Twitter will from now on be more "engineering-driven," he wrote -- with less focus on design and product management.

"Design and product management will still be very important and report to me, but those writing great code will constitute the majority of our team and have the greatest sway," Musk wrote. "At its heart, Twitter is a software and servers company, so I think this makes sense."

Twitter did not respond to a request for comment from ABC News.

On Tuesday, Twitter fired "dozens" of employees over comments they made on an internal Slack channel criticizing new owner Elon Musk, two former employees had told ABC News.

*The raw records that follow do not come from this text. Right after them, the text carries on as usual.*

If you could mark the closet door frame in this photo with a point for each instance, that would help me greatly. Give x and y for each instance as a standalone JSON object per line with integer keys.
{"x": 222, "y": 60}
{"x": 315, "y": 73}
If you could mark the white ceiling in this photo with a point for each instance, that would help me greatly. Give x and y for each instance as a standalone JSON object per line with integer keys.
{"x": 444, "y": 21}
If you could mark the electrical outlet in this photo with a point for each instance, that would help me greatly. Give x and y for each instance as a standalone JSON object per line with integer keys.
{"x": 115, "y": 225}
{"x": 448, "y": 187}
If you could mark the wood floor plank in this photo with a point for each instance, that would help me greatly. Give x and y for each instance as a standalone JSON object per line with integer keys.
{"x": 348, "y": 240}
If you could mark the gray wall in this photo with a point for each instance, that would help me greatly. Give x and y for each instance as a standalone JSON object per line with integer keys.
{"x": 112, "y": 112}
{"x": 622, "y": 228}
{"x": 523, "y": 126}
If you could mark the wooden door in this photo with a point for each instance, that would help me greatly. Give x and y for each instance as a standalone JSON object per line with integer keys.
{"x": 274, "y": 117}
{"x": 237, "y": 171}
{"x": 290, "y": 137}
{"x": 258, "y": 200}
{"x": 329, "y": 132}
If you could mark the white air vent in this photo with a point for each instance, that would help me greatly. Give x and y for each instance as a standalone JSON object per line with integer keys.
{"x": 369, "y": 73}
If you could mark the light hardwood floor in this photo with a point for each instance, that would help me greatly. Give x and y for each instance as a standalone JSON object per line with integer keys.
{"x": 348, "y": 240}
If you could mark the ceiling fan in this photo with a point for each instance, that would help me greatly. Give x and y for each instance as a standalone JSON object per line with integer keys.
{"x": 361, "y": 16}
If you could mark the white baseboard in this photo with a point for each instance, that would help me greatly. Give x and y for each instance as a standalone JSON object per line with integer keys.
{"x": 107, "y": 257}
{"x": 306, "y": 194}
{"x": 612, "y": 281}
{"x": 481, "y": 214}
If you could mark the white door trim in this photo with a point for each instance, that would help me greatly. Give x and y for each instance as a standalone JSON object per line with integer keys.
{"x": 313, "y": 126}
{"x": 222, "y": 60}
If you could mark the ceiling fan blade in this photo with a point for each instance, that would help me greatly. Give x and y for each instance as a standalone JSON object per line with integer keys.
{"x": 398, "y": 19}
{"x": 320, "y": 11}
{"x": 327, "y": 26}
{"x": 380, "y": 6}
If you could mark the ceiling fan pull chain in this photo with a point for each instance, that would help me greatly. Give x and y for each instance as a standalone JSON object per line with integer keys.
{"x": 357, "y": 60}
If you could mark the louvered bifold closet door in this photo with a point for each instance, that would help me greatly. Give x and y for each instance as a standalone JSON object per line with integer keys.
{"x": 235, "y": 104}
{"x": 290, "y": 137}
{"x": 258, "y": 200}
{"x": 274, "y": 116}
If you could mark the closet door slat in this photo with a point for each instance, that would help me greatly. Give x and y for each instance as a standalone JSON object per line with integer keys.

In this file photo taken on Nov. 21, 2019 Tesla co-founder and CEO Elon Musk introduces the newly unveiled all-electric battery-powered Tesla Cybertruck at Tesla Design Center in Hawthorne, Calif.
Frederic J. Brown/AFP via Getty Images, FILE

Controversy has surrounded Musk since he purchased the social media site at the end of October for roughly $44 billion.

In the days since he acquired Twitter, Musk fired top executives, laid off half of the company's staff, formed a content moderation council that will review account reinstatements and revamped the platform's subscription service, Twitter Blue.

ABC News' Max Zahn and Teddy Grant contributed to this story.